Minimum pricing 'least popular' measure to improve public health

By Ellie Bothwell

- Last updated on GMT

Related tags: Moderate alcohol consumption, Health care, Health, Public health

The Government ditched plans to introduce minimum pricing in July
The Government ditched plans to introduce minimum pricing in July
Minimum pricing for alcohol is the least popular measure the government could introduce to improve public health, according to a recent poll conducted by mruk research.

Only 6% of respondents said they would prioritise alcohol pricing, whereas 37% said they would target increasing cigarette tax and 14% would prefer a tax on unhealthy, high-fat foods. 

Rachel Cope, head of mruk research, said: “Whilst almost everyone recognises the impact of smoking on health, that’s not the case with moderate alcohol consumption. If there’s no perceived impact on health then people see minimum pricing as just another tax.”

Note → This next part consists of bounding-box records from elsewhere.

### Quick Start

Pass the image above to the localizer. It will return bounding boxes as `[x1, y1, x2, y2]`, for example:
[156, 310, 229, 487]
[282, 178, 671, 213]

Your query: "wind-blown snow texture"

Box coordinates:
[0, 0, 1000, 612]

The poll was carried out in light of the fact that politicians and health services are looking at effective ways to improve public health and curb anti-social behaviour. A sample of 1,058 adults from across the UK were asked to imagine they were the Chancellor of the Exchequer and needed to help the NHS save money.

The UK Government shelved plans to introduce minimum pricing in July. However, the Welsh Government is "seriously considering" such a policy and the Scottish Government is pressing ahead with plans, although the policy is still facing a legal challenge.